■かつて巨大ターミナル駅だった上野

 わざわざ訪ねてみたい、東京メトロ3駅。2回目は、銀座線・日比谷線の上野駅。

 上野は、地上に大きなJRの駅がある。この駅は、かつてはターミナル駅として、東北地方や北陸信越地方からの乗客を集めていた。「上野発の夜行列車」の発車する駅であり、その列車は各地へ、青森に向かう列車は青函連絡船を介して北海道と結んでいた。

 だが、航空網の発達や、新幹線の東京駅開業など、そして「上野発の夜行列車」全廃により、上野駅は遠方へのターミナルとしての性格を弱めた。一部残る常磐線の上野発特急列車は、その名残を感じさせるものかも知れない。しかし常磐線の特急列車も、上野東京ラインの開業により、品川駅発着の列車が大半だ。

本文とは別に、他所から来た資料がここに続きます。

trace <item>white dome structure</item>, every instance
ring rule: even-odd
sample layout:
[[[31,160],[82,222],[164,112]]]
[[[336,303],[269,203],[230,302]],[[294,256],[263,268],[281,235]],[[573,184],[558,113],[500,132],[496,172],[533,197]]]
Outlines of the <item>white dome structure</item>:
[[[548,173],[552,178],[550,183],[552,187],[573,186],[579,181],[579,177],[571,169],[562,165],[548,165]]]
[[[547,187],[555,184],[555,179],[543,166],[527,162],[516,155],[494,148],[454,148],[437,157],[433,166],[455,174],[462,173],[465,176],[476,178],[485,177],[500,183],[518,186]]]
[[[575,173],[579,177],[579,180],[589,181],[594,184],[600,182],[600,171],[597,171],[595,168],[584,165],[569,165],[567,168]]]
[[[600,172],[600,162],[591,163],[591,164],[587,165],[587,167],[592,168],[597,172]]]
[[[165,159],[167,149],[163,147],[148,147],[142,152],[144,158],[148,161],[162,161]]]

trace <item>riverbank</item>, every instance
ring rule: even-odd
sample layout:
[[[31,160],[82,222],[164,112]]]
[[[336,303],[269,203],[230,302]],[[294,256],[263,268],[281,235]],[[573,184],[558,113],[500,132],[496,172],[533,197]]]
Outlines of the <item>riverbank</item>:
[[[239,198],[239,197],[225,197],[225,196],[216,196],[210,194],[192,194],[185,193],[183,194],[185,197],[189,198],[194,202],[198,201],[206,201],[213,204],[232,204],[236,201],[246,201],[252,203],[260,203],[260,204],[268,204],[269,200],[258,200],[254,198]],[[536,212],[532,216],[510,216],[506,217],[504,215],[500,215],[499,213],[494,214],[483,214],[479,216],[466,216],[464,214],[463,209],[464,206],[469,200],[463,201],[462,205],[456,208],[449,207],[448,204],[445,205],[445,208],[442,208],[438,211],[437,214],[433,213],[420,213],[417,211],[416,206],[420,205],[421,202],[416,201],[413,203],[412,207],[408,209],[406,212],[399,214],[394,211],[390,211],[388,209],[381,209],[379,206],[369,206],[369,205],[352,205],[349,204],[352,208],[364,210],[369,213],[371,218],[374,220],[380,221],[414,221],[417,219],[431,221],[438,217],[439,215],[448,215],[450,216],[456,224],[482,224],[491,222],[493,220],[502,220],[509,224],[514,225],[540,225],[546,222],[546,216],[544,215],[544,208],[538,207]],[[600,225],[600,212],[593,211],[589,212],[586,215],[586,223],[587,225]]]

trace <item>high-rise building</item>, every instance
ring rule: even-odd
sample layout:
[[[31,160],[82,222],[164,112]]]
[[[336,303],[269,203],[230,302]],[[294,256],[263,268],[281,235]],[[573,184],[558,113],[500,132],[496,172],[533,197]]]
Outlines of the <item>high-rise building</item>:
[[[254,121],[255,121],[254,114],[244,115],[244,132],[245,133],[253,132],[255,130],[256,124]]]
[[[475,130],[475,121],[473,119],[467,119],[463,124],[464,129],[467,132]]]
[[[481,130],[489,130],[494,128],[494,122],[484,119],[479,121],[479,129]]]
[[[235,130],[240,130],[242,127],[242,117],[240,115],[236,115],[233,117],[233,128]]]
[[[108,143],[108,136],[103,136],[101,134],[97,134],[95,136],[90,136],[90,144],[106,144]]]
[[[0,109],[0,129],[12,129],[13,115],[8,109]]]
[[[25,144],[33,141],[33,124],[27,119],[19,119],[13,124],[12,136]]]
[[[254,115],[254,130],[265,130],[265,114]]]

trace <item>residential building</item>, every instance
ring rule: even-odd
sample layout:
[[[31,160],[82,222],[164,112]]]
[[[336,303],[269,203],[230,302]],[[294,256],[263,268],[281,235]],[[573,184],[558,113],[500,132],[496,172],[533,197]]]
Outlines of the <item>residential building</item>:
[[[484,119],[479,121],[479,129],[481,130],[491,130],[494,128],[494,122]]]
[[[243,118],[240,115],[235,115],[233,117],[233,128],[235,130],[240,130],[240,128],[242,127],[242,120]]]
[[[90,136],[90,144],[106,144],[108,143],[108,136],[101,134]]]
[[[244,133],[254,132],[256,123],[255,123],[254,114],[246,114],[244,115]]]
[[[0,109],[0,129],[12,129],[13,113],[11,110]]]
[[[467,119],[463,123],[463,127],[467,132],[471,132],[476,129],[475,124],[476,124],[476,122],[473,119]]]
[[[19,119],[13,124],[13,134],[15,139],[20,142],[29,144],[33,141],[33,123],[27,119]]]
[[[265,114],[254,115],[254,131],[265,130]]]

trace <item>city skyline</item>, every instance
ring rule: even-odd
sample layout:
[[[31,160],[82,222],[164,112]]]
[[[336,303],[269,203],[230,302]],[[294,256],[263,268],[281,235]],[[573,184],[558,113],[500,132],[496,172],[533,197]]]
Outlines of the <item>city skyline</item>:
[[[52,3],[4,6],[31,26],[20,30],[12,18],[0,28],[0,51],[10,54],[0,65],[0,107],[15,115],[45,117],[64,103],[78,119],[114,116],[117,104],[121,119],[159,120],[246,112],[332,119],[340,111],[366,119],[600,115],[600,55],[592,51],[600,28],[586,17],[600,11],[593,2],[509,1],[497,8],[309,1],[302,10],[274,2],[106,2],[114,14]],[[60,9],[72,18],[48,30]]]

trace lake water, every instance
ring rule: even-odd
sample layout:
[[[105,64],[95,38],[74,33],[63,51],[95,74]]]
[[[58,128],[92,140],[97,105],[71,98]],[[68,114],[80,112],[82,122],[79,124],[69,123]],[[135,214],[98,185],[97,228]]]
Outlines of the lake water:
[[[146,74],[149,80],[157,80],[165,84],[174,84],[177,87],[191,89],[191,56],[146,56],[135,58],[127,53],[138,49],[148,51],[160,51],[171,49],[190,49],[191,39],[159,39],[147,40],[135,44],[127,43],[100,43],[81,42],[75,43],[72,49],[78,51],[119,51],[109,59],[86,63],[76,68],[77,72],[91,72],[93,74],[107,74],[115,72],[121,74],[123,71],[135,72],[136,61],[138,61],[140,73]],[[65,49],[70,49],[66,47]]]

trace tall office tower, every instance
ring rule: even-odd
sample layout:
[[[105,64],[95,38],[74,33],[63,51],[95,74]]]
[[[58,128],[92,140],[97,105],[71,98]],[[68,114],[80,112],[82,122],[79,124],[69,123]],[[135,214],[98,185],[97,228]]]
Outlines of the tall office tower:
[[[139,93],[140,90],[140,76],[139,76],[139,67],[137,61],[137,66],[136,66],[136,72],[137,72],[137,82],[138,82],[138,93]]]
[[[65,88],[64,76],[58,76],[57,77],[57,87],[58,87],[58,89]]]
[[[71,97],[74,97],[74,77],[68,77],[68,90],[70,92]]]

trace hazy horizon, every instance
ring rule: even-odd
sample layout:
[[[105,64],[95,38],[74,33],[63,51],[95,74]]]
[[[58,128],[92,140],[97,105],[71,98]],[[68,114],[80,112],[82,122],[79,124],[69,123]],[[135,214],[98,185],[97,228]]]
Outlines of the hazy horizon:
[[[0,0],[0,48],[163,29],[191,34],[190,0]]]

 上野は、東北や北陸信越に向かうターミナルというより、地元の人が使う大きな駅となりつつある。

 そんな中で、京成電鉄の京成上野駅や、東京メトロの上野駅は上野で働く人、暮らす人の駅として、ふだんから親しまれている駅だ。

■歴史あるメトロ上野駅

東京メトロ上野駅 (写真:筆者撮影)

 東京メトロ上野駅は、1927年12月30日に浅草~上野間の開通にともなって開業した。当時、上野はターミナルとして絶対的な地位を誇っていた駅であり、浅草は日本を代表する歓楽街であった。上野まできた人たちが、地下鉄に乗りかえ、浅草に行く。そんな行動が感じられる。

 地下鉄の線路はさらに伸び、1934年には新橋まで到達した。上野まできた勤め人が、地下鉄に乗って勤務先へ向かう。そんなライフスタイルを生み出した。

 1961年3月28日には日比谷線の駅が開業した。

 この後、地上駅では新幹線が開業し、青函トンネル開業にともない札幌行の寝台特急が運行を開始するなどのできごとがあった。